Allí estaba, frente a la urna que contenía, la que decían era, la flecha que había acabado con la vida de Aquiles, héroe de la guerra de Troya. Apenas llevaba una semana expuesta en el Museo de la Acrópolis de Atenas y había conseguido batir récords de visitas.
Decían que era la auténtica, la que atravesó el talón de Aquiles, envenenó su cuerpo e hizo caer al guerrero que se creía invencible. Nunca antes había sido expuesta, ni siquiera se conocía de su existencia. Sólo quedaba de ella la punta que aún conservaba pequeños restos de sangre.

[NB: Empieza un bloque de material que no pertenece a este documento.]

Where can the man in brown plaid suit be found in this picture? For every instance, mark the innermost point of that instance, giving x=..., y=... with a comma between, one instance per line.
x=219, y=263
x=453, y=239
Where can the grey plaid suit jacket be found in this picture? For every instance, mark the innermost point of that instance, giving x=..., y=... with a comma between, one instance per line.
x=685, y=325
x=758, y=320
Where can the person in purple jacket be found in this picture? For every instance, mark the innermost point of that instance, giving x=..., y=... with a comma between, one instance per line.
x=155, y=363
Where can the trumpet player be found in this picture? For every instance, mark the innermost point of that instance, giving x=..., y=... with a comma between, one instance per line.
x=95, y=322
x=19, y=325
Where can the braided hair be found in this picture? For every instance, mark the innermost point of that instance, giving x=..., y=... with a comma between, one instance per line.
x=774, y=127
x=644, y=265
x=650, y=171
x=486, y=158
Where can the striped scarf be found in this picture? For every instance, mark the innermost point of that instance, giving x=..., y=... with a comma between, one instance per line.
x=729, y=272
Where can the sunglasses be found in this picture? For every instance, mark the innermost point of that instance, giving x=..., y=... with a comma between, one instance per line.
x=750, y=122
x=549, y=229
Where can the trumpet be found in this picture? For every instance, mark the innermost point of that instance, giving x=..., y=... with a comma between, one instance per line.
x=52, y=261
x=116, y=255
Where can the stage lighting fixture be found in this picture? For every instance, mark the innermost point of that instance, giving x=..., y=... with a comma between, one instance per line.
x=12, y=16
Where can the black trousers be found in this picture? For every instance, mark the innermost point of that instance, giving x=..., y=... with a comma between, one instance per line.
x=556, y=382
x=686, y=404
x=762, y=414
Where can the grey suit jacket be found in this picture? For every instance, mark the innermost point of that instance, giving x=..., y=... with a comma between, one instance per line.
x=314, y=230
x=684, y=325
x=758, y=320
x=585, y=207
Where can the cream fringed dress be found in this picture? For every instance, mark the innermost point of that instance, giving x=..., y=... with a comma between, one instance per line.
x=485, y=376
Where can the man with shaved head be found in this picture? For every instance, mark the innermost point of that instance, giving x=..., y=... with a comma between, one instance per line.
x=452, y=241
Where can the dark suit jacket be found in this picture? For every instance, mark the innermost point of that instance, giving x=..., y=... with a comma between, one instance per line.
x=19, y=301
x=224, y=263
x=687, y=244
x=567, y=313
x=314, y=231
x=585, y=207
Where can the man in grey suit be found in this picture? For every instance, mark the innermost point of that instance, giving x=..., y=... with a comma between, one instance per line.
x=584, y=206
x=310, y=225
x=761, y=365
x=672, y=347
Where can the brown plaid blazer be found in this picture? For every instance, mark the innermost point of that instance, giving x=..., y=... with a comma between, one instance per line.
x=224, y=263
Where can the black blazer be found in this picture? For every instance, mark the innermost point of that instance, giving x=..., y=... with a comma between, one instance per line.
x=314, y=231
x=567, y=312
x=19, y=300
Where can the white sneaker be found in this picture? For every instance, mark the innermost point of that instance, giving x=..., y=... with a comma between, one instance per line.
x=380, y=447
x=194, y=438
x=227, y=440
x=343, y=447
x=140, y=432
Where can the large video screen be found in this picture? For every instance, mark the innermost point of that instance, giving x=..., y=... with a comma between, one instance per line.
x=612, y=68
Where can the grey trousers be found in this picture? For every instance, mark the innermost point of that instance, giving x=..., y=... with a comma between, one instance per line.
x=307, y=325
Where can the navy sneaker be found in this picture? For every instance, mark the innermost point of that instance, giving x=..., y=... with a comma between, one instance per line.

Puse mi mano sobre el cristal que la protegía, quería sentirla más cerca y notar la fuerza de aquel ser mitológico. Fueron milésimas de segundo, sentí una fuerte descarga y un instante después estaba allí tirado, al lado de varios cuerpos sin vida. Conseguí levantarme, subí mi mirada y allí lo vi, era el mismo Aquiles en plena batalla de Troya y a 100 metros de él, Paris, príncipe troyano, le apuntaba con su arco y aquella misma flecha.
¿Qué debía hacer, evitar la muerte de Aquiles y cambiar la historia? Quizá si cambiaba su destino, su eco en la eternidad no sería el mismo y yo lo quería así, los amantes de la mitología griega lo querían así. Me quedé paralizado viendo como la flecha atravesaba su talón, lo vi caer al suelo con el miedo en los ojos de quien sabe que es su final, vi morir al gran Aquiles.
Y una nueva sacudida me devolvió al museo. Al ver las caras de los visitantes comprendí que, a veces, los grandes personajes históricos tenían su final escrito y así debía suceder.